What will solve the housing crisis? The Keynesians think it’s a government bailout and the Hayekians think it will ultimately be the invisible hand and spontaneous order of supply and demand that will ameliorate the underwater single-family home sector. Well, could it both? In other words, the government steps in to structure a private sector solution?
On the heels of Bloomberg reports that Blackstone Group, the private equity giant and the country’s biggest buyer of real estate, has spent more than $250 million this year buying foreclosed single-family houses with plans to put them up for rent, we have more indications that large, yield-hungry Wall Street firms may provide the answer (or one of them) to the housing crisis.
The National Association of Realtors’ Investment and Vacation Home Buyers Survey reports that investment-home sales soared a whopping 64.5% in 2011, with investors purchasing 1.23 million homes compared to 749,000 in 2010.
“In the next five to 10 years, you’ll see tens of billions, if not hundreds of billions, of dollars of private equity” pouring into the single-family rental business,” says Justin Chang, principal of investment firm Colony Capital. In the past six months, Colony has bought more than 1,000 homes to turn into rentals. Most are in Arizona, California and Nevada, though Colony expects to expand into Texas, Georgia and Florida. In the next year, it will invest at least $1.5 billion in single-family rentals, Chang says. According to Forbes, “the concept is catching fire on Wall Street and with good reason: While a 10-year Treasury note yields little more than 2%, economists at Goldman Sachs calculate that rental property investments yield more than 6% on average, nationwide.”
Blogging on the real estate website, GlobeSt.com, Ernst & Young’s Howard Roth stresses the importance of geography: “The places attracting the most attention from rent-to-buy investors are all cities that, although hard hit, have good long-term fundamentals and strong rental demand, such as: Las Vegas, Miami, Phoenix and, in California, the Inland Empire and Sacramento. Homes in Phoenix, for example, have appreciated 15% to 20% since the start of the recovery, a trend that is expected to carry on if investors there continue to absorb supply from the market. Already, there is less than a two-month supply of homes to be sold in Phoenix, compared to a one-year backlog a year ago.”

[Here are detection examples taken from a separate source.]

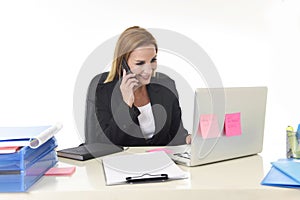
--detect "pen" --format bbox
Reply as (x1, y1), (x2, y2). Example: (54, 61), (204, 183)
(286, 126), (296, 158)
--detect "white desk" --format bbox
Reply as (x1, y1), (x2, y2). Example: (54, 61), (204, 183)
(0, 148), (300, 200)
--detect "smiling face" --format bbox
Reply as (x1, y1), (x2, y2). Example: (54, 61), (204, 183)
(127, 45), (157, 85)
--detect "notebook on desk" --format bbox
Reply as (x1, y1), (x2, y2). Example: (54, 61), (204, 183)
(167, 87), (267, 166)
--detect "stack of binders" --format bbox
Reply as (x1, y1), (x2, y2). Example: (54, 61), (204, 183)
(0, 125), (58, 192)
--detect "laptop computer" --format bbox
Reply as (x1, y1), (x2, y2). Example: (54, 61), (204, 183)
(168, 87), (267, 166)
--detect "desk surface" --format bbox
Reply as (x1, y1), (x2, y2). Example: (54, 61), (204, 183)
(0, 148), (300, 200)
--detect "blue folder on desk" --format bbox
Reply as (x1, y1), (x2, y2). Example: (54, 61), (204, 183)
(261, 159), (300, 188)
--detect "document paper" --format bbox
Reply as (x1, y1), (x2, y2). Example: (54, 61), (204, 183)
(102, 151), (188, 185)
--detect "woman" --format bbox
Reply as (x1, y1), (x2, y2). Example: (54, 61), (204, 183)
(96, 26), (191, 146)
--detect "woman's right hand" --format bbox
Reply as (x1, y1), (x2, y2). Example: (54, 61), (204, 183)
(120, 69), (138, 107)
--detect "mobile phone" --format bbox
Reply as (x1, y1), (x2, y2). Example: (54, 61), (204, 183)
(122, 58), (132, 74)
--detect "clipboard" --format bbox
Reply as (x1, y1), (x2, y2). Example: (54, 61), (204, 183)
(102, 151), (189, 185)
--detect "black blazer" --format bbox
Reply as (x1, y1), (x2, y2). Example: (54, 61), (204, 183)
(95, 73), (187, 146)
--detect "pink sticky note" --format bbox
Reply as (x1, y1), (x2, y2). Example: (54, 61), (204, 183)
(147, 148), (173, 154)
(225, 113), (242, 136)
(198, 114), (220, 139)
(45, 166), (76, 176)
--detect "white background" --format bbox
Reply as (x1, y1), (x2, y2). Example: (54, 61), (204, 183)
(0, 0), (300, 172)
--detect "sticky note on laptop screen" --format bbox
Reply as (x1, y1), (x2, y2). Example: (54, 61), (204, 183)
(225, 113), (242, 136)
(198, 114), (220, 139)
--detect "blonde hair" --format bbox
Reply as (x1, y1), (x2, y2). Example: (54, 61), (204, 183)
(104, 26), (157, 83)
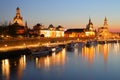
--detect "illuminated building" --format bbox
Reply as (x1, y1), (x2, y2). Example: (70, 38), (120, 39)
(85, 18), (95, 37)
(65, 19), (95, 38)
(97, 17), (111, 39)
(8, 7), (28, 36)
(13, 7), (24, 26)
(33, 24), (64, 38)
(65, 29), (85, 37)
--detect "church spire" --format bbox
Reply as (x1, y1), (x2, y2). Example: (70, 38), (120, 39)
(104, 17), (108, 27)
(13, 7), (24, 26)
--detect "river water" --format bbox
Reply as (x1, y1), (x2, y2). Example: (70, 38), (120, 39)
(0, 43), (120, 80)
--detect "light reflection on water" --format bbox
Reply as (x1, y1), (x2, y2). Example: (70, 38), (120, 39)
(0, 43), (120, 80)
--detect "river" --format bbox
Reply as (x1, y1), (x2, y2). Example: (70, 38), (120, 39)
(0, 43), (120, 80)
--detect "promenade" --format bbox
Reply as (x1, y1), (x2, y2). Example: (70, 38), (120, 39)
(0, 37), (120, 53)
(0, 38), (77, 53)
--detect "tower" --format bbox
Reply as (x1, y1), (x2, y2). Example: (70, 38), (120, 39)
(13, 7), (24, 26)
(103, 17), (108, 28)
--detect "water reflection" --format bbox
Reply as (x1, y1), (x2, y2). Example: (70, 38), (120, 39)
(82, 46), (95, 64)
(2, 59), (10, 80)
(17, 55), (26, 80)
(0, 43), (120, 80)
(35, 49), (66, 69)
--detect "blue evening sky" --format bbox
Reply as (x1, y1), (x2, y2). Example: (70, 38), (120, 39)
(0, 0), (120, 31)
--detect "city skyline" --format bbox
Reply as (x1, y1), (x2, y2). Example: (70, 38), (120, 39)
(0, 0), (120, 32)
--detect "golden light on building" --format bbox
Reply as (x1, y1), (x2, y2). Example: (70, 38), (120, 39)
(82, 46), (95, 64)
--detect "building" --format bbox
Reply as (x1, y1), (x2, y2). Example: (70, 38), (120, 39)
(13, 7), (24, 26)
(65, 19), (96, 38)
(33, 24), (64, 38)
(65, 28), (85, 37)
(97, 17), (111, 39)
(85, 18), (96, 37)
(9, 7), (28, 36)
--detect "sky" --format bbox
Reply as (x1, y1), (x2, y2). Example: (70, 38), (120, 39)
(0, 0), (120, 32)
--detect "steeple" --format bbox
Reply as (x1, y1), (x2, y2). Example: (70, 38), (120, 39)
(13, 7), (24, 26)
(103, 17), (108, 27)
(16, 7), (20, 14)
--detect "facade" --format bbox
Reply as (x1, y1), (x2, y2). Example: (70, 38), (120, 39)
(97, 17), (112, 39)
(13, 7), (24, 26)
(9, 7), (28, 36)
(65, 29), (85, 37)
(33, 24), (64, 38)
(85, 18), (96, 37)
(65, 19), (96, 38)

The most coveted investment play today for the high-cap private equity player is to bulk buy REO (bank-owned) homes. As Forbes explains it, “the largest holders of distressed assets are the Government-Sponsored Enterprises Fannie Mae and Freddie Mac. Together the two mortgage giants own roughly 180,000 foreclosed homes.” In February, the Federal Housing Finance Agency announced the launching of a pilot program that puts 2,500 of Fannie Mae’s homes in eight locations, valued at $320 million, up for sale. On July 3, the FHFA announced that the winning bidders in the REO to Rental initiative had been chosen and transactions were expected to close early in the third quarter.
Investors were were evaluated on the basis of several factors, including financial strength, asset management experience, property management expertise and experience in the geographic area..
Even with big investors entering the space however, the housing problem remains outsized: Nearly 650,000 REO properties sit on the books of the nation’s banks and 710,000 more are pushing through the foreclosure process, according to RealtyTrac. Still, the entry of institutional and private investors into the housing space does raise several promising notions: a higher professionalism in the management and operation of the assets; a portfolio strategy that can raise the value of more challenged assets; and ultimately a way for renters to re-enter the home ownership by saving and re-building their equity while they rent. Could it be that Keynes and Hayek are both right?